Interestingly, the PacBio data used for assembly were of similar coverage to the data used for assembling the European Whitefish genome (De‐Kayne et al., 2020); however, the Lake Trout genome contig N50 is >3x higher (1.8 Mb vs. 0.53 Mb; Table S3). It is worth noting that this assembly was produced using a different assembler (wtdbg2; Ruan & Li, 2020); however, an assembly with a contig N50 of 211 Kb was also generated from these data using Falcon (De‐Kayne et al., 2020). There are at least two reasonable explanations for the pronounced difference in contig N50 between the Lake Trout genome and European Whitefish assemblies produced using Falcon and wtdbg2. First, the European Whitefish genome was assembled using DNA from a wild‐caught, outbred individual rather than a double haploid. Second, the European Whitefish genome was not gap filled after scaffolding. Gap filling the Lake Trout genome with PBJelly increased contig N50 by 561,496 bp, which partially explains the difference.
Additionally, our analysis of homeolog sequence identity across the Lake Trout genome indicates that regions exhibiting delayed rediploidization (i.e., LORe regions; Robertson et al., 2017) are primarily associated with metacentric chromosomes and their acrocentric homeologs in Lake Trout. We identified one pair of acrocentric homeologs with elevated sequence identity (Chr23 and Chr34). Similar to Lien et al. (2016), these results suggest that homeologous pairing might not necessarily require one chromosome to be metacentric as suggested by Kodama et al. (2014). Interestingly, the region with elevated homeolog sequence identity on chromosome 4 does not appear to be associated with one of the telomeres. A previous quantitative trait locus mapping study suggested that this chromosome harbours the sex determining gene (SdY) in Lake Trout (Smith et al., 2020).
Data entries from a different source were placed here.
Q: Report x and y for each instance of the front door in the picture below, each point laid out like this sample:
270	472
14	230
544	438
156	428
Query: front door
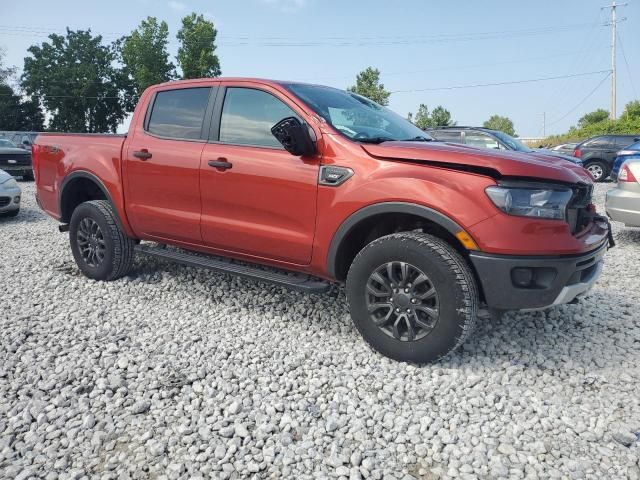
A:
257	199
163	166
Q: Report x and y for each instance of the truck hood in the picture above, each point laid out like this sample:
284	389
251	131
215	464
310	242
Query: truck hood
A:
495	163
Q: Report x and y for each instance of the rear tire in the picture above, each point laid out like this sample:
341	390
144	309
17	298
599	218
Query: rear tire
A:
100	248
598	170
433	307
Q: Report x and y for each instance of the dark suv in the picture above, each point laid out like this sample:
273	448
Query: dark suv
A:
598	153
488	138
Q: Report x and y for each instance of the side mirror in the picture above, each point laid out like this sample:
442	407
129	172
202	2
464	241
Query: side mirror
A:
294	137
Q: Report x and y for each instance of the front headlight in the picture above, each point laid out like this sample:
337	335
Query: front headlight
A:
544	201
11	183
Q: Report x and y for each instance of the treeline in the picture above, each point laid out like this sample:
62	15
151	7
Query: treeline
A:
598	123
85	85
368	85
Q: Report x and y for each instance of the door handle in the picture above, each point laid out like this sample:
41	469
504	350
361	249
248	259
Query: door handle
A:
143	154
220	163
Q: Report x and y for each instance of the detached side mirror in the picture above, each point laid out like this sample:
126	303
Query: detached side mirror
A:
294	137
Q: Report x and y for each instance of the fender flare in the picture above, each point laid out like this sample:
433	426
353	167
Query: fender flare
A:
380	208
89	176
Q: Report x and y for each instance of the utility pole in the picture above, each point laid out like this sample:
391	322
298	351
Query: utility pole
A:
614	22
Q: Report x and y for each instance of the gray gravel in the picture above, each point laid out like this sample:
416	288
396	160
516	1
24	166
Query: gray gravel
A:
179	373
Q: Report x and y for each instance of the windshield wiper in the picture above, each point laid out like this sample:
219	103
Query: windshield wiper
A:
374	139
419	138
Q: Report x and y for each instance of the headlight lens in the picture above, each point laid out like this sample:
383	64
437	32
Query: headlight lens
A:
541	202
11	183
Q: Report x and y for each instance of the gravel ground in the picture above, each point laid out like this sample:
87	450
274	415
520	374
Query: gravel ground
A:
178	373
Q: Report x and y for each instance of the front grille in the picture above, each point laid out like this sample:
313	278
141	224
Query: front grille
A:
19	159
578	214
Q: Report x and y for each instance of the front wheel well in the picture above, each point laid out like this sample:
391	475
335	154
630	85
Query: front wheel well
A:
380	225
77	191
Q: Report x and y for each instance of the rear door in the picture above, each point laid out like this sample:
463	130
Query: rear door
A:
263	203
162	164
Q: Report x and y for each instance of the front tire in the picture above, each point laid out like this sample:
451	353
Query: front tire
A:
100	248
598	170
412	297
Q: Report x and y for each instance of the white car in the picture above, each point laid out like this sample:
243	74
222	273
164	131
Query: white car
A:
9	195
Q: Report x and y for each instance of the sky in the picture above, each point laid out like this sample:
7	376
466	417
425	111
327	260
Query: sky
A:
424	49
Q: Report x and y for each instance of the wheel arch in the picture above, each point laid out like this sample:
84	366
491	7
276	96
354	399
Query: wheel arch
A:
374	221
81	186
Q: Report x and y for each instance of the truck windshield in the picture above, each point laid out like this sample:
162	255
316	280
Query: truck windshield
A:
357	117
512	143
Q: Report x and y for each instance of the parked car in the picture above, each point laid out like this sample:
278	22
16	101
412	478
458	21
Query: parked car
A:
566	148
488	138
10	193
23	140
329	185
629	153
598	153
14	160
623	202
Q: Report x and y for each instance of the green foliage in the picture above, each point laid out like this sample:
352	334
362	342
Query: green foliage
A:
19	114
439	117
368	85
627	124
76	81
5	72
593	117
631	110
196	55
503	124
144	55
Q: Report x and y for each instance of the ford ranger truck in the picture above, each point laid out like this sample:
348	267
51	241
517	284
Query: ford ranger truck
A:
326	186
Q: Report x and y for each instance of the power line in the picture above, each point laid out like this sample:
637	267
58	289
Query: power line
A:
582	101
624	56
345	41
456	87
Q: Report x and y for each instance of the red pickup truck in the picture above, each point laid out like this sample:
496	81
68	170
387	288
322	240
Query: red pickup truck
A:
323	186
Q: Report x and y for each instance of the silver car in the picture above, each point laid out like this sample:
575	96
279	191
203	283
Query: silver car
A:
9	195
623	201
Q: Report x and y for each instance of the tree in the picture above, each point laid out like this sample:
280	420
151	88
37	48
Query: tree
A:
19	114
5	72
76	81
196	55
368	85
145	57
593	117
440	117
631	110
503	124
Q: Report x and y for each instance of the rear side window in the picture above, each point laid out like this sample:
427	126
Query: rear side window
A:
622	142
179	113
248	115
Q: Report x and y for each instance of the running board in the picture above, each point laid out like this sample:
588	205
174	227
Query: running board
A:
293	281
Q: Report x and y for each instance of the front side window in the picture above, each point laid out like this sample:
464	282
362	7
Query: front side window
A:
179	113
480	140
248	115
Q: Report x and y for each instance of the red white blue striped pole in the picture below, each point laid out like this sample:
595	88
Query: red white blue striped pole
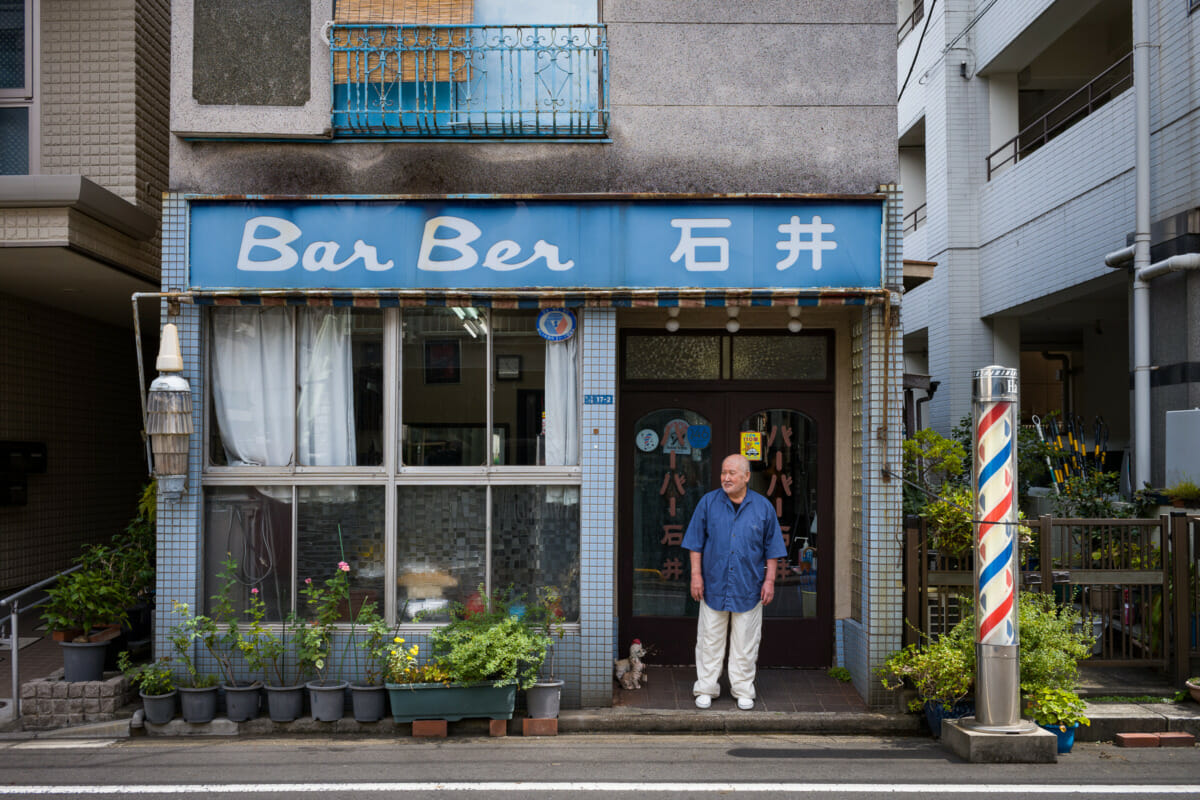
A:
997	671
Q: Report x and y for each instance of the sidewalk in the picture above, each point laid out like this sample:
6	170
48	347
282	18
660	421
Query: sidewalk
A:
790	701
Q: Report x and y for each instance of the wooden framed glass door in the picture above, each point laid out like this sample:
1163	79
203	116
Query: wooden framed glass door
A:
671	446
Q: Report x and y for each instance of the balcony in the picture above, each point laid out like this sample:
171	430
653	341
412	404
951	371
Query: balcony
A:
1107	85
399	80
It is important to note that the assembly presented here does not represent a true haploid assembly even though contigs were assembled using DNA from a double haploid individual. The assembly was error corrected using sequencing reads from a diploid female, the linkage map was generated using families from multiple hatchery strains (Smith et al., 2020), and Hi‐C data were generated from a diploid individual from a separate strain. Therefore, the chromosome sequences presented here represent consensus sequences for female Lake Trout (from the Seneca L. strain) rather than haplotypes existing within the DH individual we sequenced. Additionally, PacBio assemblies are known to have an elevated prevalence of short indel errors relative to short read assemblies. These errors can interfere with annotation and necessitate error correction using short‐read data (Watson & Warr, 2019). For this assembly, we excluded multimapping reads with low mapping qualities in order to avoid homogenizing variation between homeologs during error correction. This could have resulted in an elevated prevalence of short indel errors within duplicated regions with high homeolog sequence identity, which could make it more difficult to annotate genes in these regions.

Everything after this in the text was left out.